Washington. Geheimdienstreport belegt Moskaus Einmischung in Wahlkampf. Der künftige Präsident hat das bezweifelt

Wenn der US-Geheimdienst NSA richtig mitgehört hat, dann herrschte am 9. November in Moskau über den Wahlausgang in Amerika überschwängliche Krimsekt-Laune. Dass mit Donald Trump ein erklärter Putin-Schmeichler die in Moskau wenig geschätzte Hillary Clinton aus dem Rennen geworfen hatte, bezeichneten Regierungsfunktionäre als „geopolitischen Sieg“ und gratulierten sich selbst zu einer gelungenen Einmischung in den demokratischen Wahlprozess des Klassenfeindes.

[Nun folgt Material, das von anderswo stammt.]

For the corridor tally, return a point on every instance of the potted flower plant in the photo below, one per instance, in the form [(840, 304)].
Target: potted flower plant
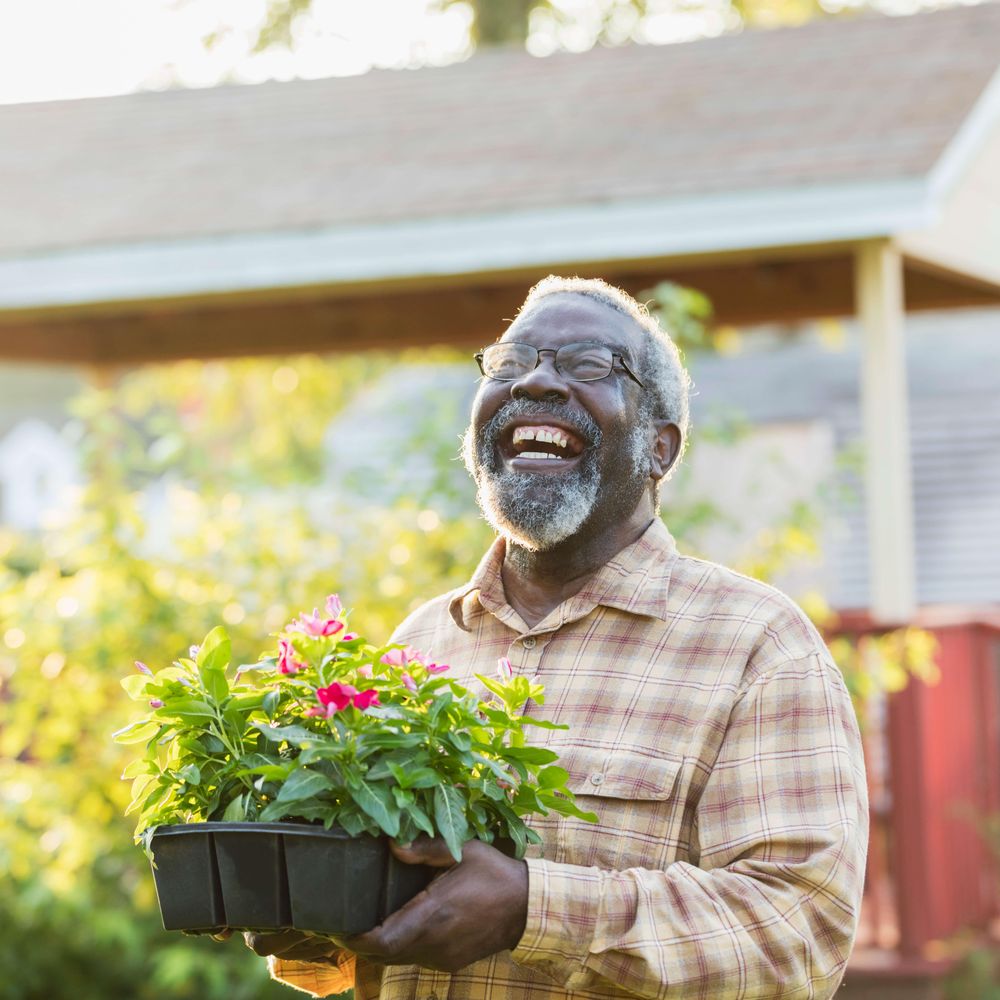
[(266, 795)]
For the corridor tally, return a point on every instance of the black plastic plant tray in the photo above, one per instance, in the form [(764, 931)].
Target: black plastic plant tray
[(272, 876)]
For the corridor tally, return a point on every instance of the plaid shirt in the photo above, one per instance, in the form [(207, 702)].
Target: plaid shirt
[(714, 737)]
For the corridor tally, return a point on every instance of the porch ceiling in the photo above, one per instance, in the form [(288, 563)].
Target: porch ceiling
[(465, 313)]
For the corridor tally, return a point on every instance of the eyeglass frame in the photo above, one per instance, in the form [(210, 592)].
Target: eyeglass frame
[(554, 351)]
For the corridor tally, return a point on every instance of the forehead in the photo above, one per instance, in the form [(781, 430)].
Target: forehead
[(568, 317)]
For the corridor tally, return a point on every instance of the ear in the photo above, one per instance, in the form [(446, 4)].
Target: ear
[(666, 448)]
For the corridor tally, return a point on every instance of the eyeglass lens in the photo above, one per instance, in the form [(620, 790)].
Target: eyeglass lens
[(582, 362)]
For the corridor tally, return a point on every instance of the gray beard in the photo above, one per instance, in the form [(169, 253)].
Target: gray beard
[(535, 510)]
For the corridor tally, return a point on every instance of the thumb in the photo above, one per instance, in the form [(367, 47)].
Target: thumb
[(431, 851)]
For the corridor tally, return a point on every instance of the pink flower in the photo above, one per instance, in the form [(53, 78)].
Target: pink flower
[(336, 696), (365, 699), (314, 625), (397, 657), (287, 664)]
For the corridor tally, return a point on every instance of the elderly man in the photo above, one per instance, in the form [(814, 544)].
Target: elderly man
[(709, 728)]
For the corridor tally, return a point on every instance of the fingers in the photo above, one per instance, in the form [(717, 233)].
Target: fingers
[(294, 945), (431, 851)]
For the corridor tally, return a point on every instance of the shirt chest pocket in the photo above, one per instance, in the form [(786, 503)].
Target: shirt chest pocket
[(639, 806)]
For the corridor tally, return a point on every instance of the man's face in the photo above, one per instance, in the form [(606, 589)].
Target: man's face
[(601, 446)]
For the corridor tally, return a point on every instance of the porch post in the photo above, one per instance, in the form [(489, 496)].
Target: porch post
[(889, 495)]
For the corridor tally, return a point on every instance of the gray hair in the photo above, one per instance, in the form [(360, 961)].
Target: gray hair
[(660, 367)]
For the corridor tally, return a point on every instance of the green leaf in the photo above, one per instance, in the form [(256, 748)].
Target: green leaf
[(414, 777), (270, 772), (235, 811), (191, 774), (530, 755), (135, 685), (297, 736), (138, 766), (215, 651), (420, 818), (449, 815), (459, 740), (303, 784), (181, 707), (376, 801), (565, 806), (552, 777), (270, 703)]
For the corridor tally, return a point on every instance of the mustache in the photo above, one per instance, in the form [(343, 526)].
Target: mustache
[(578, 420)]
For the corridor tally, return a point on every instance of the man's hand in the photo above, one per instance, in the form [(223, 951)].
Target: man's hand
[(294, 946), (473, 910)]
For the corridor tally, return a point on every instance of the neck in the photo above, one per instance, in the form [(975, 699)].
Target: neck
[(537, 582)]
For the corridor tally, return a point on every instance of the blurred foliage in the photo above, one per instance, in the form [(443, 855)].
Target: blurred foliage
[(210, 495), (508, 22)]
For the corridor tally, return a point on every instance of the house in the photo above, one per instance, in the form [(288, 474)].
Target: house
[(845, 168)]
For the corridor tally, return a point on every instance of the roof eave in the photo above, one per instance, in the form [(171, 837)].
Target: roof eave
[(725, 223)]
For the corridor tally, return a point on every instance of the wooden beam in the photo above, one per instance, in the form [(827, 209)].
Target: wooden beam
[(465, 315), (885, 413)]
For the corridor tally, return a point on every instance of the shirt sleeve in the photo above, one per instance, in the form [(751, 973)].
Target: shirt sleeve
[(769, 907), (319, 980)]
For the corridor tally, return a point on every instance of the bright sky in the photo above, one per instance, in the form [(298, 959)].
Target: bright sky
[(55, 49)]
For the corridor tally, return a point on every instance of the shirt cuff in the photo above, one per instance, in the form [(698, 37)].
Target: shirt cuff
[(318, 980), (564, 905)]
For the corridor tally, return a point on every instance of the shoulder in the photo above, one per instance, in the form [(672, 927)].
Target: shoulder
[(427, 621), (761, 619)]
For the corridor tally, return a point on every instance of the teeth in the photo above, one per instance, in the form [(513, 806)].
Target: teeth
[(538, 434)]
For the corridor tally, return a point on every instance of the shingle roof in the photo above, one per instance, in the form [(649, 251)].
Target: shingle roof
[(832, 102)]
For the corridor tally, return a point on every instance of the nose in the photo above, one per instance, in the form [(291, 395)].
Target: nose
[(542, 382)]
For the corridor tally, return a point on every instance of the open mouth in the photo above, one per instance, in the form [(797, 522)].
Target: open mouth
[(541, 446)]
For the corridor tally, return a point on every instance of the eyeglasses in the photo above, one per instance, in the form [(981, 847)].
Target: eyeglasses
[(508, 361)]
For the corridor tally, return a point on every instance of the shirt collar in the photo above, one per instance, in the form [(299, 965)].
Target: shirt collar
[(636, 579)]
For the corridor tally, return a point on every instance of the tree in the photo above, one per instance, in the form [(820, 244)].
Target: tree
[(508, 22)]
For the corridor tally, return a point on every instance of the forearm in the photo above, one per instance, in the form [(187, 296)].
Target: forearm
[(685, 932)]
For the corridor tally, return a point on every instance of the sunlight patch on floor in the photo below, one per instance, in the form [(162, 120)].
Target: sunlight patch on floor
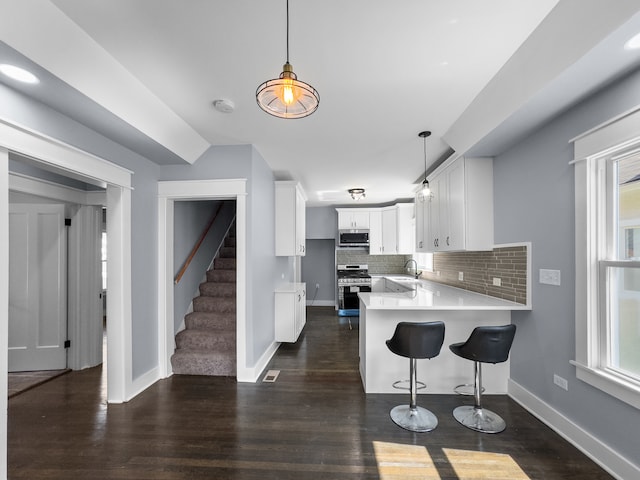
[(397, 461), (471, 465)]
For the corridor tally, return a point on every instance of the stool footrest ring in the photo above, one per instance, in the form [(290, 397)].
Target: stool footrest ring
[(466, 389), (400, 385)]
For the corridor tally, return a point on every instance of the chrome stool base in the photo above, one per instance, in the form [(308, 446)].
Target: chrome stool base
[(479, 419), (415, 419), (466, 389)]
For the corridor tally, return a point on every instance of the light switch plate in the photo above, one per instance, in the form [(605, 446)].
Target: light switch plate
[(550, 277)]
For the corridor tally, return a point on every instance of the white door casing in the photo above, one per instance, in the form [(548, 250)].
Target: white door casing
[(168, 193), (37, 288), (118, 181)]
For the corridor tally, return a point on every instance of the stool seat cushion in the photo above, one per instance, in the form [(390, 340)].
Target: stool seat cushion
[(417, 339), (487, 344)]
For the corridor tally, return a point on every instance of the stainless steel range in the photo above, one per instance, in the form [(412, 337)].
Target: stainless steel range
[(351, 280)]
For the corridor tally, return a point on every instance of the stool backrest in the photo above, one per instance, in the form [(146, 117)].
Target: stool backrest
[(489, 344), (417, 339)]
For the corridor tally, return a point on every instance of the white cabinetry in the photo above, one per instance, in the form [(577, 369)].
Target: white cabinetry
[(375, 232), (459, 212), (290, 312), (353, 218), (290, 219), (405, 232), (421, 222), (391, 230)]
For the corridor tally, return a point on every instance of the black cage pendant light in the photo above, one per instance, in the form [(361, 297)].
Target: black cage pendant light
[(426, 191), (286, 96)]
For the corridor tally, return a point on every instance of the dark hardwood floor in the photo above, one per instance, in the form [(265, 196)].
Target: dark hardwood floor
[(314, 422)]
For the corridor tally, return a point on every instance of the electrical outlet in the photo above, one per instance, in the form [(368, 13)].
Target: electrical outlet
[(550, 277), (561, 382)]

„Mittelsmänner zwischen dem Kreml und Wikileaks“

So steht es nach Recherchen der „Washington Post“ und des TV-Senders NBC in einem 50-seitigen Bericht, über den drei Topvertreter der US-Geheimdienste Trump am Freitag informierten. Einziges Ziel: den 70-Jährigen endlich davon zu überzeugen, dass russische Computerhacker, gelenkt von Präsident Wladimir Putin, durch Datendiebstähle bei den US-Demokraten den Wahlausgang zugunsten Trumps beeinflussen und die Wahl als solches durch Desinformation in Misskredit bringen wollten. Der Anlass ist einzigartig: Trump glaubt bisher partout nicht, was nach Überzeugung des scheidenden Geheimdienst-Koordinators James Clapper beweisbar ist: Russische Akteure haben die erbeuteten Digital-Daten über verschlungene Wege der Enthüllungsplattform Wikileaks zugeschanzt. Die dort veröffentlichten Korrespondenzen von Clinton-Vertrauten haben nicht das Wahlergebnis bestimmt, aber das öffentliche Klima für Clinton eingetrübt.

Was bisher fehlte in diesem seit Wochen Schlagzeilen schreibenden Polit-Krimi, sind öffentlich einsehbare Beweise. Trump machte sich das Manko zunutze. Er nahm Putin-Russland in Schutz und nährte die These, es könnten die Chinesen gewesen sein. Oder ein „übergewichtiger Computer-Freak in New Jersey“. Moskau spiegelte diese Haltung eins zu eins. Kremlsprecher Dmitri Peskows Standarddementi lautete: „Wir waren es nicht.“

Trumps Strategie ging in dieser Schlacht um die Deutungshoheit oft unter. Der selbstverliebte Geschäftsmann weiß, dass sein politischer Kredit begrenzt ist. Hillary Clinton hat drei Millionen Stimmen mehr bekommen. Frisst sich der Verdacht weiter ins öffentliche Bewusstsein, dass von Putin gedungene Digital-Diebe Trump indirekt über die Schwelle zum Sieg verholfen haben, steht die Glaubwürdigkeit des 70-Jährigen von Tag eins an im Treibsand. Dass der künftige Commander-in-Chief das unter Ronald Reagan noch als „teuflisches Imperium“ bezeichnete Russland trotz Krim-Annexion und Ukraine-Intervention für vertrauenwürdiger hält als NSA, CIA, FBI & Co., hat Wunden hinterlassen. James Clapper, seit einem halben Jahrhundert für die nationale Sicherheit Amerikas tätig, sagte bei einer Anhörung im Senat, dass gesunde Skepsis gegenüber den Befunden seiner Leute in Ordnung sei, „Verunglimpfung“ aber nicht.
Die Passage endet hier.